An experimental drug that blocks the blood supply to fat cells helped obese monkeys lose weight, a promising sign in the search for obesity drugs that could apply to humans, US researchers said Wednesday.
The drug, known as Adipotide, works by attacking the blood supply of a certain kind of fat, known as white adipose tissue, that tends to accumulate under the skin and around the belly.
Most other obesity drugs focus on either reducing appetite, boosting metabolism or preventing the absorption of fat.
The research, led by the University of Texas MD Anderson Cancer Center, offers a potential new pathway for treatment and has also shown effects in mice who lost 30 percent of their body weight during treatment.
"Most drugs against obesity fail in transition between rodents and primates," said co-senior author Renata Pasqualini, whose study appears in the journal Science Translational Medicine.
"We're greatly encouraged to see substantial weight loss in a primate model of obesity that closely matches the human condition."
The monkeys in the study were spontaneously obese, meaning they overate of their own free will, avoided exercise and therefore had packed on extra pounds.
Their weight declined for the first three weeks of treatment, though a small uptick was seen in the fourth week.

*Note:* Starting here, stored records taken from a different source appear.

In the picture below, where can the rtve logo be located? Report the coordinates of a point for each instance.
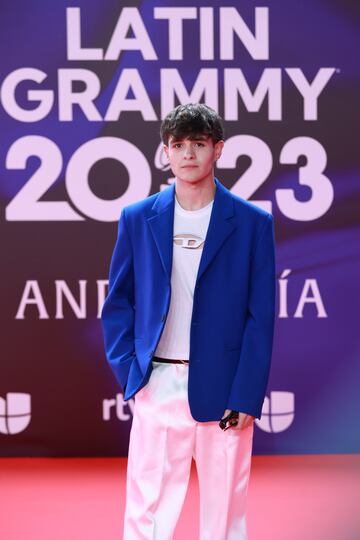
(15, 412)
(278, 412)
(117, 406)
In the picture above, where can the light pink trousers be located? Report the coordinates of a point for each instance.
(164, 438)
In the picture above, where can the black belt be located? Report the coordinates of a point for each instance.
(169, 360)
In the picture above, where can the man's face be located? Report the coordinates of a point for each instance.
(192, 160)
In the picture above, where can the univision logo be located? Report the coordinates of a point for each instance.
(277, 413)
(15, 412)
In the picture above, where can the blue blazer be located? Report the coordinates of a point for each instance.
(232, 323)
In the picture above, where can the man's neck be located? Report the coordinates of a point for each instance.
(194, 196)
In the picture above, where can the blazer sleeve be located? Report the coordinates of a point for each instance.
(118, 312)
(251, 377)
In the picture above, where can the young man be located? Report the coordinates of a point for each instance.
(188, 325)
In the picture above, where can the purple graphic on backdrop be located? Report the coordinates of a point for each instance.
(81, 107)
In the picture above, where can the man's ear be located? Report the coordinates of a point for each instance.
(218, 149)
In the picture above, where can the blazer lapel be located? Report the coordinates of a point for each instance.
(221, 225)
(162, 226)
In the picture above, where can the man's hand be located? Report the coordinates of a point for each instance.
(245, 420)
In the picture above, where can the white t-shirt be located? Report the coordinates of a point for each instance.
(190, 228)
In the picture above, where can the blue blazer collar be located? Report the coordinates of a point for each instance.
(221, 225)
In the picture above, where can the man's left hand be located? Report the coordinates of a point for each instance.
(245, 420)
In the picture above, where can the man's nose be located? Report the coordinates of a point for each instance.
(189, 152)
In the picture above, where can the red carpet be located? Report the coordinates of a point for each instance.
(290, 498)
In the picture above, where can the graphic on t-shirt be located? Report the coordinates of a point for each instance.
(189, 241)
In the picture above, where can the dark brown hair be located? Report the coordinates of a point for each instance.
(191, 120)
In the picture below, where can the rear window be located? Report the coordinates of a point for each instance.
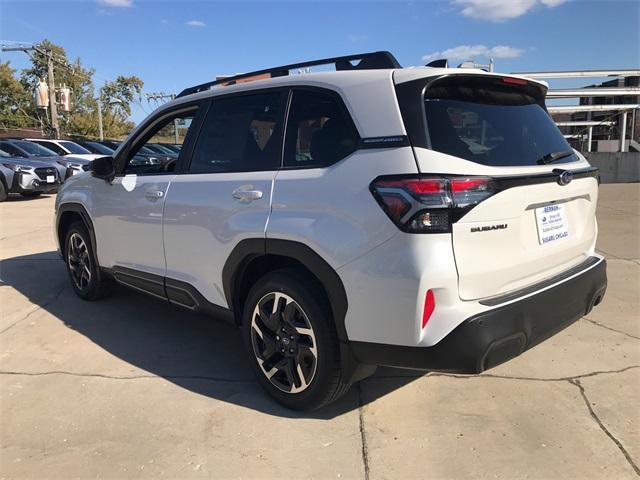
(492, 124)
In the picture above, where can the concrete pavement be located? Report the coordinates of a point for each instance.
(130, 388)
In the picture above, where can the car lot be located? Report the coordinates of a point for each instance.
(129, 387)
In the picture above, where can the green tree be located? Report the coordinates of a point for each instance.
(116, 97)
(82, 120)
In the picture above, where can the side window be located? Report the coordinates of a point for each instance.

The average weight loss during that span of time was 11 percent of their body weight.
The drug designed by the MD Anderson group "binds to a protein on the surface of fat-supporting blood vessels," and contains a "synthetic peptide that triggers cell death," the findings said.
"Their blood supply gone, fat cells are reabsorbed and metabolized."
Clinical trials of the drug on obese men with prostate cancer are planned next, in which human subjects will get daily injections of the drug for 28 days.
"The question is, will their prostate cancer become better if we can reduce their body weight and the associated health risks?" asked co-author Wadih Arap, a professor in MD Anderson's David H. Koch Center for Applied Research of Genitourinary Cancers.
Another promising sign was that monkeys treated with the drug showed an improvement in their resistance to insulin, suggesting it may help ward off the development of type 2 diabetes.
However, it was seen to have some damaging effects to the kidneys, which could be lessened by administering the drug in smaller doses.
The journal noted that Arap, Pasqualini and some other researchers involved in the project own equity positions in two drug-development companies working on the research.
Those positions are "subjected to certain restrictions under institutional policy. MD Anderson manages and monitors the terms of these arrangements in accordance with its conflict-of-interest policy," it said.
Funding for the research came from grants from the National Institutes of Health, the National Cancer Institute and several other foundations.